On the whole, some of the best additions to ponds are pebbles, they are fairly easy to clean and maintain, and they provide a good environment for your fish. While they will help to anchor plants and allow your fish to feel safer overall, they are more manageable in comparison to gravel.
We would not recommend putting sand in the bottom of a pond. While placing pebbles, rocks and gravel in ponds can be debated, the consensus is that sand is not really a great idea. This is for a number of different reasons.
The main reason why sand is not recommended is due to how small the sand particles are. Sand is a lot finer in comparison to gravel and pebbles. Given this, it has a far higher chance of causing your filters to become clogged and blocked.

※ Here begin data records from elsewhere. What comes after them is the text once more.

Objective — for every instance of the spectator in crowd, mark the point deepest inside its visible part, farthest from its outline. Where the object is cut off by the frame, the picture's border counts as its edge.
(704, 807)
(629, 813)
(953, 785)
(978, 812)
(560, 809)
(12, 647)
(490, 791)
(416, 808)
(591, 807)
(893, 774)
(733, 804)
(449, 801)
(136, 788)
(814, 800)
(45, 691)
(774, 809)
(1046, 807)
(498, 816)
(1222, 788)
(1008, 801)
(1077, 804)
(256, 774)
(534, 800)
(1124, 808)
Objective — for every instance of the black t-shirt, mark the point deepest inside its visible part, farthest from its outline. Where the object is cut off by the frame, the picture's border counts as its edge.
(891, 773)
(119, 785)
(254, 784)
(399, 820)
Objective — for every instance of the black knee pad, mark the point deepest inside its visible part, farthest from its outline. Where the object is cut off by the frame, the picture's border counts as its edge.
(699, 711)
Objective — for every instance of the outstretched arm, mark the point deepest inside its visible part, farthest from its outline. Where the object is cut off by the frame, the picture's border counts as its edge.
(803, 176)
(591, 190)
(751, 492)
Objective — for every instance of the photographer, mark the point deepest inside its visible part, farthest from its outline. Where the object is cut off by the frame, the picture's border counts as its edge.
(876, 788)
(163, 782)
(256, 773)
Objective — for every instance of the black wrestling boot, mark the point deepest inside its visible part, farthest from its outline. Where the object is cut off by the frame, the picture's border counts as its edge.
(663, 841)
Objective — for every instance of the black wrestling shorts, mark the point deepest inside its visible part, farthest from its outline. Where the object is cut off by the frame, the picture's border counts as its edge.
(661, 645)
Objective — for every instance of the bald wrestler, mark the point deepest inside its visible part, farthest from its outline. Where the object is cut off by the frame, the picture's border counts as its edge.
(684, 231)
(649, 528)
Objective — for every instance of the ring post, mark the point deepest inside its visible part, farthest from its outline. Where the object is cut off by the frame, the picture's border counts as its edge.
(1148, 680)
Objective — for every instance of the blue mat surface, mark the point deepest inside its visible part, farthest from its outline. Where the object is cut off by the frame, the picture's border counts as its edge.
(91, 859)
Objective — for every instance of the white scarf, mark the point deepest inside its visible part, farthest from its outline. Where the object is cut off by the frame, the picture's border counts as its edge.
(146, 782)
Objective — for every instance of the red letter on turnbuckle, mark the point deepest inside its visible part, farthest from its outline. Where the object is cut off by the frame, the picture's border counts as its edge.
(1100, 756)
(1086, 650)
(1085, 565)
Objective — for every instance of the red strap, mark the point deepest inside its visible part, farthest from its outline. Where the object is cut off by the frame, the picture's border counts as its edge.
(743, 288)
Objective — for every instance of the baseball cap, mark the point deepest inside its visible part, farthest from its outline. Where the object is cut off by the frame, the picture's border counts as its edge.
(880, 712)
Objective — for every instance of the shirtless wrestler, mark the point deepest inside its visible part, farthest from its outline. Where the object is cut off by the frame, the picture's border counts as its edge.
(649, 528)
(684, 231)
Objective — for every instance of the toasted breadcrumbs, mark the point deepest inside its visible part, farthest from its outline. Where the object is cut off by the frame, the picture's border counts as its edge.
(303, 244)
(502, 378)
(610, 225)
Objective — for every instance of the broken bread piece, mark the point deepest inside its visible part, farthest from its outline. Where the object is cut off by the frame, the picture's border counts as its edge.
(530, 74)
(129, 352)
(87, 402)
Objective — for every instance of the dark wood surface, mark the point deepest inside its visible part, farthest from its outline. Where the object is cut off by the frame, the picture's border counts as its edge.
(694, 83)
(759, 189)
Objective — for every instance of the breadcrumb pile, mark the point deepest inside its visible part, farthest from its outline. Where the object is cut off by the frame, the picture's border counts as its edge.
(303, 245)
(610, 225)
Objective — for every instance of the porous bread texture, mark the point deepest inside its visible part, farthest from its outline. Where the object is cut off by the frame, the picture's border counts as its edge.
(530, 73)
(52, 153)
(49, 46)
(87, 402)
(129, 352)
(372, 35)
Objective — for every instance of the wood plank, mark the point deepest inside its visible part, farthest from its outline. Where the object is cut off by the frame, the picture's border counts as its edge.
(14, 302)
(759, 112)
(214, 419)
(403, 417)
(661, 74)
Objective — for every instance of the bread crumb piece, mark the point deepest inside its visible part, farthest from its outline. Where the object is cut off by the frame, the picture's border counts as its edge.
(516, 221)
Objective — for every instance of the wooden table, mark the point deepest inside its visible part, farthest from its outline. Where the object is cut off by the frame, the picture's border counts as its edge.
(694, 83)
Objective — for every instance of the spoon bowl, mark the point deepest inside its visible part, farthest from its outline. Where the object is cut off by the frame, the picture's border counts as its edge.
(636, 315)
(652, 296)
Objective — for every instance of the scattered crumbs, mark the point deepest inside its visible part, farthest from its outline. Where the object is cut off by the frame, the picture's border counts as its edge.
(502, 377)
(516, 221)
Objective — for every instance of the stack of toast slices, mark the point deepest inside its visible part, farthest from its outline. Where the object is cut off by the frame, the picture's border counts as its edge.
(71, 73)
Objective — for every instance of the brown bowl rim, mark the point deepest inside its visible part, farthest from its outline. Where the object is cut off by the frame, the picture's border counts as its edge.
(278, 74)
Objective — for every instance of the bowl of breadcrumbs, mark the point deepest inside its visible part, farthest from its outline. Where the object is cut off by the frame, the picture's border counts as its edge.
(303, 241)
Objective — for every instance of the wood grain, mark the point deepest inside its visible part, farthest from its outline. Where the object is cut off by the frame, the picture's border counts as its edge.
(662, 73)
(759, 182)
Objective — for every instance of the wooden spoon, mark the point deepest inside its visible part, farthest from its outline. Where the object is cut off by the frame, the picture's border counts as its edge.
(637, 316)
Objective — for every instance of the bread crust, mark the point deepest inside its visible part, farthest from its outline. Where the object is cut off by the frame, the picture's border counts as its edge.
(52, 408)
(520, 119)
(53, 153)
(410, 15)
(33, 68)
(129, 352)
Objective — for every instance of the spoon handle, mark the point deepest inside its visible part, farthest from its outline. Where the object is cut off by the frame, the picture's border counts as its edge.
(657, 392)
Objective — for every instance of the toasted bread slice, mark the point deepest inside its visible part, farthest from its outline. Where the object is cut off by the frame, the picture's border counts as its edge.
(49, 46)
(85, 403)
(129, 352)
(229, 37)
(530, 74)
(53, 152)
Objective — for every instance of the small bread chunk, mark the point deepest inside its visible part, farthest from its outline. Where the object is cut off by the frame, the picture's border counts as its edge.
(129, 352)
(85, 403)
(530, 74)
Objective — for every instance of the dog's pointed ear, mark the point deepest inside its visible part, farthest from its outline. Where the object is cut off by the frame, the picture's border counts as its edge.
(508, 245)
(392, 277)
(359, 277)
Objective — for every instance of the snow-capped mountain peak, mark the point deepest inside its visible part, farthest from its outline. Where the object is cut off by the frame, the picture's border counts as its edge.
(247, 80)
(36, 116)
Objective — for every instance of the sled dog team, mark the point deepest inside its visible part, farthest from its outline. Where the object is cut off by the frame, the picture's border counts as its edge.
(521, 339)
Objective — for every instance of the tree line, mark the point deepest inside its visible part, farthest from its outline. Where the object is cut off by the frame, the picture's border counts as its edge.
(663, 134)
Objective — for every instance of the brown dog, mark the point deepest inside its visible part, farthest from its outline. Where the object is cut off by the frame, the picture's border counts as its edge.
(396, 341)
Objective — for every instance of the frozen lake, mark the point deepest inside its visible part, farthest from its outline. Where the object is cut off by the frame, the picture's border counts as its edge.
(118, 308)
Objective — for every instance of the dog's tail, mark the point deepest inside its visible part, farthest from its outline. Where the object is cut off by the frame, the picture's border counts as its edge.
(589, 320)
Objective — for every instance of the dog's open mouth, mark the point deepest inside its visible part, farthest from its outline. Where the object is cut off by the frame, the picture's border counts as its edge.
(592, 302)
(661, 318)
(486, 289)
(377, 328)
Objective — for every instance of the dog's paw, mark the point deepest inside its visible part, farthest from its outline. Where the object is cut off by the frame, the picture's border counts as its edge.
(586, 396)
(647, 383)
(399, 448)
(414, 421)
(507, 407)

Fish pond filters are pivotal in keeping the pond water levels correct. Given this, you will want to avoid them becoming damaged from using sand in your pond.
While you can purchase filters that are created specifically with sand in mind, these are still prone to blocking. Not only is this not great for your water quality, but it can be costly to replace too.
Many people assume that sand is a great option as it will help to conceal the pond liner. However, if you are choosing between gravel and sand, gravel is by far the better option.
In addition to this, sand will interfere with the oxygenation of the pond which will be detrimental to the fish and the water quality. Sand is far more difficult to manage and clean overall. Given this, we would not recommend adding it to your pond.